A new twist to an old tale
Until some time ago, the government was contemplating three different formulae to calculate MRP. The trading margin is the difference between the price at which manufacturers/importers sell to stockists and the amount charged to consumers. In its initial discussions on the subject, the government was tilting towards margin controls based on landed cost—an overly narrow approach that did not take into account a foreign firm’s various expenses in India. These expenses include training clinicians on technology, providing technical support to clinicians or patients for the product, financing sales and collection costs in India, paying Indian corporate taxes, and other routine expenses for developing and serving the market in India.
The new direction is not just about considering TMR, but also about ensuring the transparency in pricing. The new approach could have the government follow NITI Aayog’s formula—adding the trade margin to the price at the first point of sale (stockist) to decide MRP of a device. The medical device industry had pointed out earlier that if margin controls are not implemented from the first point of sale, it could hit innovations coming to India, as the trade margin proposed earlier was estimated to reduce the price of medical devices by 73%.
The National Pharmaceutical Pricing Policy, 2012, also cemented that the method of land cost-based price capping is futile. It highlighted how it would disincentivise industry to invest in capacity-building and lead to a future where newer technologies will not reach Indian shores, putting patient lives at risk.
Take, for instance, the case of blanket price caps for heart stents. There are different variants in the market according to the varying pathological presentations of coronary artery disease. The choice of the best cardiac stents should be driven by the clinical judgement of cardiologists and not restricted by the choices available. Patients with complex co-morbidities being a case in point. The needs of someone suffering from obesity or diabetes could be different from someone living with hypertension. Various factors come into play when the type or quality of a stent is decided. While one-price-for-all focuses on affordable treatments, it does not promise best option to different patient needs, potentially threatening safety.
Building a quality market
From product design to manufacturing, storage to post-marketing surveillance, global regulators including Indian regulators are demanding a robust quality management system (QMS) from the industry. Take, for instance, Europe, which is making CE certification more stringent from this year. The terms and conditions to maintain the USFDA certification require better innovations and investments. This is why technology costs are rising. But that is the price you pay for treatments that save lives and reduce costs in the long term.
With the new TMR approach on the anvil, we are looking at the future with market-based differentiation of product prices. At the same time, the proposal will control the level of mark-ups to avoid abuse. Indian subsidiaries of global medical device makers perform a critical function of training and skilling healthcare workers across the country. TMR based on first point of sale will enable companies to continue investing in this respect.
There is a need to look at the bigger picture that stands above the narrow approach to reducing healthcare cost. If we want to retain and encourage global or even local research-based firms to sell and manufacture in India, we need to create a market that rests on sound health economics, skill development, and innovation policies.
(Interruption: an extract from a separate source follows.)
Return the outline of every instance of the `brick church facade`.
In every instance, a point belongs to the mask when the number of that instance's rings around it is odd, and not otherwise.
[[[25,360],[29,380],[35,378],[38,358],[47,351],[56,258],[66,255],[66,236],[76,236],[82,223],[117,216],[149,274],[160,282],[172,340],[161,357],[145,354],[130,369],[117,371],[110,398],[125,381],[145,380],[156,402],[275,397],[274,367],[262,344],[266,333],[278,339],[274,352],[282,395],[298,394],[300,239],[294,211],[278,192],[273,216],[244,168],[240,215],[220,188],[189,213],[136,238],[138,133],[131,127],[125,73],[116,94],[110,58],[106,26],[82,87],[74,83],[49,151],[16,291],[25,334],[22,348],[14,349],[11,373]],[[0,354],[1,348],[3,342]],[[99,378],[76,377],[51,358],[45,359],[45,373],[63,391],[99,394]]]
As India walks towards the future with universal health coverage on its mind, innovation will form a significant part of it. And TMR will propel these innovations. It is time for the government to engage with the industry in a meaningful dialogue where the two look out for ways to make healthcare better and sustainable for patients—not just restricting the price.
By- Sanjiv Kumar. The author is director, International Institute of Health Management Research, Delhi.